[Brug-talk] Welcome

verborghs steven.verborgh at howest.be
Tue Sep 25 07:03:43 EDT 2007


On Mon, 2007-09-24 at 18:38 +0200, Jan De Poorter wrote:
> Hi Steven!
> 
> Welcome to the BRUG!
> 
> I like to think the power of RoR is not only the speed at which a
> site 
> can be built, but the supported methods of doing so. The whole
> concept 
> of Xtreme Programming, with TDD and Pair Programming might be 
> interesting, together with Behaviour Driven Development (with rspec). 
> The methodology is often more important then the language itself, and
> I 
> think RoR is a good language to teach this.
> 
> "Good Programming" is (in my book) more important then exact Rails 
> syntax, since the knowledge of the MVC, BDD or XP can be exported to 
> other languages.
> 
> Just my 2 cents.
> 
> Rgrds,
> Jan De Poorter
> Openminds BVBA
> 

That's right,

I think "Agile web development with RoR" is  the only books I read
through that also gives that aspect some attention. I'm still thinking
about a small project that gives them the change to work on it in small
teams. At the moment I'm working on a example project for them, so i can
guide them. Every week we will add some new feature. 
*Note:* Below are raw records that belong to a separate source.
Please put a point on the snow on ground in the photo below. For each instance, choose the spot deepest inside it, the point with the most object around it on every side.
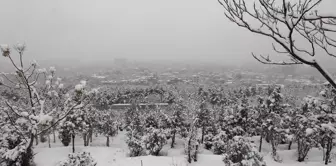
(116, 154)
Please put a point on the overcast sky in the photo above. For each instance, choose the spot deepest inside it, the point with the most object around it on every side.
(103, 29)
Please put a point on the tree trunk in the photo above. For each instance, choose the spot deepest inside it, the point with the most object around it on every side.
(88, 139)
(173, 139)
(28, 155)
(85, 135)
(107, 141)
(195, 154)
(290, 145)
(91, 134)
(328, 152)
(54, 135)
(260, 143)
(73, 143)
(36, 139)
(189, 150)
(203, 132)
(49, 140)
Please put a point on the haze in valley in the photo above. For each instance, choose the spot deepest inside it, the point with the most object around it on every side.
(95, 32)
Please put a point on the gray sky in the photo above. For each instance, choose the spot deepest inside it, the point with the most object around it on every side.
(101, 29)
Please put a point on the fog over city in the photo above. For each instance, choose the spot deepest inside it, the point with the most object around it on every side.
(98, 31)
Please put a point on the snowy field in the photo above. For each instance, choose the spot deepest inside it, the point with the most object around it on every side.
(116, 154)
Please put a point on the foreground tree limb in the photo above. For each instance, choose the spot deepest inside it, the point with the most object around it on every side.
(286, 23)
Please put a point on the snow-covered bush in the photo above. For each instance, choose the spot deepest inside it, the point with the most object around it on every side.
(64, 135)
(154, 140)
(219, 142)
(176, 121)
(242, 152)
(191, 144)
(107, 125)
(79, 159)
(208, 141)
(43, 103)
(134, 132)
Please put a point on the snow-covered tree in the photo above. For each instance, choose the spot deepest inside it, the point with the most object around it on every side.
(241, 151)
(79, 159)
(43, 104)
(153, 140)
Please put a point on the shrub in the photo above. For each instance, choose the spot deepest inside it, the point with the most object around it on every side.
(219, 142)
(154, 140)
(79, 159)
(65, 137)
(242, 152)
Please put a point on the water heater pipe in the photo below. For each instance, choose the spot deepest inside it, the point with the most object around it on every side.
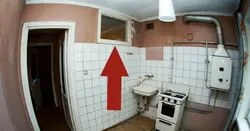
(207, 19)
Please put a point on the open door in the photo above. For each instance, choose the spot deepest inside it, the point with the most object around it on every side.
(64, 79)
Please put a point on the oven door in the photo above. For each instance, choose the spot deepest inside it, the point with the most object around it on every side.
(168, 111)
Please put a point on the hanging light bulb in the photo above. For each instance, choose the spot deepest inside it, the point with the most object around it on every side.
(166, 11)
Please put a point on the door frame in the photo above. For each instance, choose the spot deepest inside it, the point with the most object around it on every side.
(70, 26)
(51, 45)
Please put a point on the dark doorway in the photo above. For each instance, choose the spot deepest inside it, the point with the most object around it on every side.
(44, 77)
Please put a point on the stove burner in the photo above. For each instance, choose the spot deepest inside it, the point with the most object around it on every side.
(174, 94)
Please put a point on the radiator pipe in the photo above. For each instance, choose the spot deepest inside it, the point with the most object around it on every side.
(207, 19)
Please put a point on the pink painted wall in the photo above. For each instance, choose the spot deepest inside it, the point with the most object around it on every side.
(154, 53)
(13, 113)
(178, 30)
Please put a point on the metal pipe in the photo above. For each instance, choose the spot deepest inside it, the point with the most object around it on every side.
(207, 19)
(202, 42)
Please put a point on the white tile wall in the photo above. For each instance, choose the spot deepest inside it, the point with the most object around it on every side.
(188, 69)
(92, 88)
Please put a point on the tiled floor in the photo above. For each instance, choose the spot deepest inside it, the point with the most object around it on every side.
(51, 119)
(137, 123)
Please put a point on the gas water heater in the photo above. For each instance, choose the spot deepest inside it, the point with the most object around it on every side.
(221, 69)
(221, 62)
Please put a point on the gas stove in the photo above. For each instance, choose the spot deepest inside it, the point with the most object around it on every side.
(172, 97)
(170, 107)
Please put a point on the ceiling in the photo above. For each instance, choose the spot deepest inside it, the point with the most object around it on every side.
(143, 9)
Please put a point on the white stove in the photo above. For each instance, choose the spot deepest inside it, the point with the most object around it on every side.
(170, 107)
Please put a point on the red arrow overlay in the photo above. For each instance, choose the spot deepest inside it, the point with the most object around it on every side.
(114, 70)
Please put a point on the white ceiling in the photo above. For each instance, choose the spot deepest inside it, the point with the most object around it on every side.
(143, 9)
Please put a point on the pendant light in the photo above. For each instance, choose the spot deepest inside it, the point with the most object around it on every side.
(166, 11)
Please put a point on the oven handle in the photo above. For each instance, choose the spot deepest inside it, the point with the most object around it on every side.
(165, 122)
(168, 103)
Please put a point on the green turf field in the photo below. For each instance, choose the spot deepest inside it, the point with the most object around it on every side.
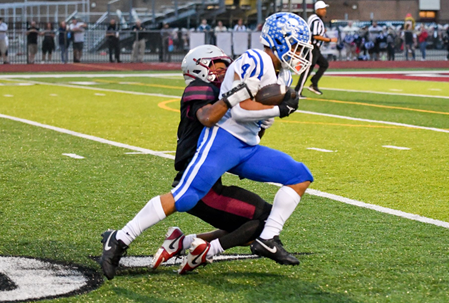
(55, 207)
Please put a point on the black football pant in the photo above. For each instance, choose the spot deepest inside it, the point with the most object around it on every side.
(317, 58)
(236, 210)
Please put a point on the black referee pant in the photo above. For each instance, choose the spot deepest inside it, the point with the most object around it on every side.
(317, 58)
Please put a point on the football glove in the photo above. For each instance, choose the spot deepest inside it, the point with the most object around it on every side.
(241, 91)
(289, 104)
(267, 123)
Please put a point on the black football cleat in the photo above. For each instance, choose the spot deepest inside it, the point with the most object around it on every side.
(314, 89)
(273, 249)
(113, 250)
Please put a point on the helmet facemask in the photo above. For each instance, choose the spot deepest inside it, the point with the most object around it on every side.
(206, 70)
(298, 58)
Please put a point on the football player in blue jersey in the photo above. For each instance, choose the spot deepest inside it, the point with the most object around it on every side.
(232, 145)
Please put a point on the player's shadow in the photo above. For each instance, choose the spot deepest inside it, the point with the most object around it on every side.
(253, 287)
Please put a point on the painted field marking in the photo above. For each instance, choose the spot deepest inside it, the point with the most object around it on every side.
(38, 279)
(312, 192)
(74, 156)
(339, 124)
(378, 105)
(159, 75)
(374, 121)
(321, 149)
(84, 83)
(298, 111)
(396, 147)
(142, 84)
(142, 153)
(145, 261)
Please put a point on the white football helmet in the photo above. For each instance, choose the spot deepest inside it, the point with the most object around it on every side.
(197, 63)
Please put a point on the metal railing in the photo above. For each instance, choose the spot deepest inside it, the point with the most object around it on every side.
(96, 46)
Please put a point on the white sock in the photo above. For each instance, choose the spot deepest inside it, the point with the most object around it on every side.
(187, 242)
(284, 204)
(215, 248)
(149, 215)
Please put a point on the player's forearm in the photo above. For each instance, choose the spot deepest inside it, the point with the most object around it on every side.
(209, 115)
(248, 115)
(321, 38)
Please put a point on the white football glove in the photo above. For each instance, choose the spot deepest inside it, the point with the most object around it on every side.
(267, 123)
(241, 91)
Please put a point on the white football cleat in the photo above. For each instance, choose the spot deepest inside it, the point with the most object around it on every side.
(197, 256)
(171, 247)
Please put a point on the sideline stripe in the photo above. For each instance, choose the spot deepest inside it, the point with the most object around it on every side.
(374, 121)
(383, 93)
(179, 74)
(378, 105)
(312, 192)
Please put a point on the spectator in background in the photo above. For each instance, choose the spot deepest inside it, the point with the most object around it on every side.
(391, 37)
(48, 45)
(239, 27)
(204, 27)
(4, 41)
(139, 42)
(422, 40)
(77, 29)
(63, 41)
(409, 41)
(446, 38)
(112, 34)
(167, 42)
(374, 31)
(32, 34)
(220, 27)
(350, 35)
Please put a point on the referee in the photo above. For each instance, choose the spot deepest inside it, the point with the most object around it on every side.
(317, 29)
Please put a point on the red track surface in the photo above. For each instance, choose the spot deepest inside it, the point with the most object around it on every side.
(388, 64)
(399, 77)
(10, 68)
(87, 67)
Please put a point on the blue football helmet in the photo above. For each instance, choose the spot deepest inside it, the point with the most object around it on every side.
(288, 36)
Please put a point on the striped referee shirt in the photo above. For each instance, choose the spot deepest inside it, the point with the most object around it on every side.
(316, 28)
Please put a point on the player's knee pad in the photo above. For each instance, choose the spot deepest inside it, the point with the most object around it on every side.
(187, 202)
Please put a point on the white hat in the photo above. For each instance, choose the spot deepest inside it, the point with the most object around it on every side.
(320, 4)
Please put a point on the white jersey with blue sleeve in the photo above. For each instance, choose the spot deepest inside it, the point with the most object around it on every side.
(253, 63)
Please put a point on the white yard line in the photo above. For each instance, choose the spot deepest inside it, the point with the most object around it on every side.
(396, 147)
(375, 121)
(321, 149)
(179, 74)
(74, 156)
(309, 191)
(298, 111)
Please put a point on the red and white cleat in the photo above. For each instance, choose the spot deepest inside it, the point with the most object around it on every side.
(197, 256)
(171, 247)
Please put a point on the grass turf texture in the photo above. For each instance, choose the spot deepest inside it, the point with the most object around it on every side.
(358, 255)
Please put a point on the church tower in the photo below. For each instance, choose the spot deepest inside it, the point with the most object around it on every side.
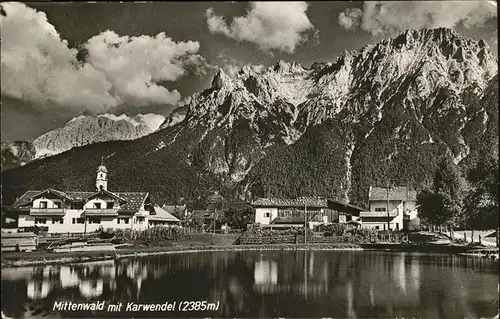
(102, 179)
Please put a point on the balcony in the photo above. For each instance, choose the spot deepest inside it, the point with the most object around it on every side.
(47, 211)
(101, 212)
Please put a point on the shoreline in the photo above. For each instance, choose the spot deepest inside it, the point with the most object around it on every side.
(51, 258)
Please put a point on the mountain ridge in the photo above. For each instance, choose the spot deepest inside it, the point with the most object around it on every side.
(331, 130)
(80, 130)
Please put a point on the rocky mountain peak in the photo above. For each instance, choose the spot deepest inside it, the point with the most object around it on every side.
(220, 80)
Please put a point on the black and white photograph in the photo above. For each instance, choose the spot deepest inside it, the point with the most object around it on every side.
(322, 159)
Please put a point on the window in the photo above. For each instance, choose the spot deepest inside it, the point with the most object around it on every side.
(139, 220)
(123, 220)
(79, 220)
(57, 220)
(77, 206)
(285, 213)
(40, 221)
(94, 220)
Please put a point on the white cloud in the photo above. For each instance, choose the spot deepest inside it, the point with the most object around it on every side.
(153, 121)
(350, 18)
(39, 67)
(389, 17)
(270, 25)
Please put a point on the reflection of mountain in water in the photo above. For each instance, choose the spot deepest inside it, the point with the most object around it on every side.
(260, 284)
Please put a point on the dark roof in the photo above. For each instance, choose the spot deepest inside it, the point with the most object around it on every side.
(377, 214)
(343, 206)
(414, 222)
(172, 209)
(317, 202)
(163, 215)
(53, 191)
(199, 213)
(288, 220)
(133, 200)
(102, 191)
(395, 193)
(286, 202)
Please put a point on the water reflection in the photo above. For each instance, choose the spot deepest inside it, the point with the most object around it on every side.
(270, 284)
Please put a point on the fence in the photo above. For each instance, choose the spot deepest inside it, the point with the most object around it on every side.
(19, 242)
(317, 238)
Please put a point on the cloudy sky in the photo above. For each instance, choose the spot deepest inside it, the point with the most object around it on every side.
(61, 60)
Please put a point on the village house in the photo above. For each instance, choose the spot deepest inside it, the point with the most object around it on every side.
(83, 212)
(392, 206)
(213, 217)
(286, 213)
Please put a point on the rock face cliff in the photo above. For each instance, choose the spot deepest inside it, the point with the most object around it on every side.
(79, 131)
(386, 113)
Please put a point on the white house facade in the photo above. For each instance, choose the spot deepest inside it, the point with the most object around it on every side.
(83, 212)
(389, 208)
(283, 212)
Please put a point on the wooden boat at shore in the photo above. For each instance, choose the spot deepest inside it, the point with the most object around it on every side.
(83, 245)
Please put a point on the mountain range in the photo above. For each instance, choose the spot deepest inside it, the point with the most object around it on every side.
(385, 114)
(79, 131)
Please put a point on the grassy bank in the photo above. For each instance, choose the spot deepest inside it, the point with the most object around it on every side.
(18, 259)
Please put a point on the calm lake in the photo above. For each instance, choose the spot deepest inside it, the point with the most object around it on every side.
(339, 284)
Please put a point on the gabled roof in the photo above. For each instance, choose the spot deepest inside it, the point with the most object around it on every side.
(286, 202)
(288, 220)
(199, 213)
(50, 191)
(103, 191)
(163, 215)
(364, 215)
(132, 201)
(395, 193)
(172, 209)
(343, 206)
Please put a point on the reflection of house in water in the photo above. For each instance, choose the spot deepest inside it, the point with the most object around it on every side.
(69, 277)
(37, 289)
(394, 280)
(91, 287)
(88, 278)
(312, 278)
(41, 282)
(266, 273)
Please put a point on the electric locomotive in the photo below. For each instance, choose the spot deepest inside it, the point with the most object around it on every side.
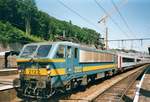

Also, not many other courses look into new innovations on the web so I
also feel I should add some not ruby specific things like the use of
microformats, Website as a service with REST, openid ... some "cool"
thing so to say, but more as the sugar ontop

You are definitely right about teaching skill that can be exported to 
other languages (and  not only languages). The more non-technical people
call them soft-skills :) But it's really difficult to test for those. I
think our best chance of seeing if someone is ready to be released in
the wild is through the "project weeks" where we follow their progress
and how they interact with us and with the members of their team.... but
you won't see that kind of evaluation on their final piece of paper ...
Just The Number

I have in my hand a bunch of people that if trained properly might do
some good in the future and not only able to follow but also to lead.